# IBM Data Science Specialization Capstone
This notebook is part of the IBM datascience capstone projects.

## Segmenting and Clustering Neighborhoods in Toronto - Part 3

In Part 1 of this project, we collected the Toronto neighborhoods data from a web page, converted it to a pandas dataframe, and cleaned and pre-processed it.

In Part 2, we collected the latitude and logitude of each neighborhood and added it to our dataframe so that we can utilize the Foursquare location data.

In this final part, we will explore and cluster the neighborhoods in Toronto.

### Install required packages

In [1]:
import sys
!{sys.executable} -m pip install pandas
!{sys.executable} -m pip install beautifulsoup4
!{sys.executable} -m pip install requests
!{sys.executable} -m pip install geopy
!{sys.executable} -m pip install sklearn
!{sys.executable} -m pip install folium
!{sys.executable} -m pip install matplotlib



### Import dependencies

In [2]:
from bs4 import BeautifulSoup
from geopy.geocoders import Nominatim
from sklearn.cluster import KMeans
import requests
import pandas as pd
from pandas.io.json import json_normalize
import numpy as np
import folium
import matplotlib.cm as cm
import matplotlib.colors as colors

## Part 1 Revisited - Collect neighborhood data for Toronto and convert it into a pandas dataframe

The data will be collected from Wikipedia page: https://en.wikipedia.org/wiki/List_of_postal_codes_of_Canada:_M

This page contains a list of postal codes in Canada where the first letter is M.

In [3]:
# Get the HTML text from the wiki page
wiki_url = 'https://en.wikipedia.org/wiki/List_of_postal_codes_of_Canada:_M'
html_text = requests.get(wiki_url).text

# Extract the table data using BeautifulSoup
soup = BeautifulSoup(html_text)
table = soup.find('table', attrs={'class':'wikitable sortable'})
trs = table.find_all('tr')

# Extract the text from all the table cells and add all rows
# to a list of rows.
rows = list()
for tr in trs:
    td = tr.find_all('td')
    row = [ele.text.strip() for ele in td]
    if row:
        # Ignore empty rows with no 'td',
        # applicable for the column headers row.
        rows.append(row)
        
# Convert the data to a pandas dataframe with 
# columns 'PostalCode', 'Borough', and 'Neighborhood'.
df = pd.DataFrame(rows,
                  columns=['PostalCode', 'Borough', 'Neighborhood'])

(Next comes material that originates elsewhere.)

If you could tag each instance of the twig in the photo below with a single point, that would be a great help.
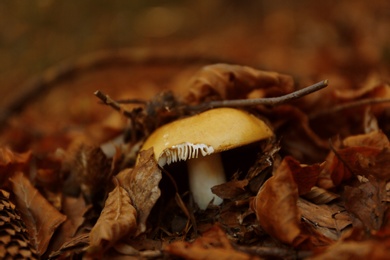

# Remove rows with column 'Not assigned' for column 'Borough'
df = df[df.Borough != 'Not assigned']
df.reset_index(inplace=True, drop=True)

# If a cell has a borough but a Not assigned neighborhood, 
# then the neighborhood will be the same as the borough.
# So, replace 'Neighborhood' columns with value as
# 'Not assigned' with the value of its 'Borough'
df['Neighborhood'] = df.apply(
    lambda row: 
    row['Borough'] if row['Neighborhood'] == 'Not assigned' 
    else row['Neighborhood'],
    axis=1)

# More than one neighborhood can exist in one postal code area.
# Combine rows with the same postal code into a single row.
# For example, in the table on the Wikipedia page, M5A is 
# listed twice and has two neighborhoods: Harbourfront and
# Regent Park. These two rows will be combined into one row
# with the neighborhoods separated with a comma.
df = df.groupby(['PostalCode', 'Borough'])['Neighborhood'].\
    apply(', '.join).to_frame()
df.reset_index(inplace=True)


In [4]:
df.head(12)

Unnamed: 0,PostalCode,Borough,Neighborhood
0,M1B,Scarborough,"Malvern, Rouge"
1,M1C,Scarborough,"Rouge Hill, Port Union, Highland Creek"
2,M1E,Scarborough,"Guildwood, Morningside, West Hill"
3,M1G,Scarborough,Woburn
4,M1H,Scarborough,Cedarbrae
5,M1J,Scarborough,Scarborough Village
6,M1K,Scarborough,"Kennedy Park, Ionview, East Birchmount Park"
7,M1L,Scarborough,"Golden Mile, Clairlea, Oakridge"
8,M1M,Scarborough,"Cliffside, Cliffcrest, Scarborough Village West"
9,M1N,Scarborough,"Birch Cliff, Cliffside West"


In [5]:
print("Dataframe shape: ", df.shape)

Dataframe shape:  (103, 3)


## Part 2 Revisited - Add latitude and longitude data to the dataframe

We will be using the CSV data at https://cocl.us/Geospatial_data to get the latitude and logitude information for all the postal codes.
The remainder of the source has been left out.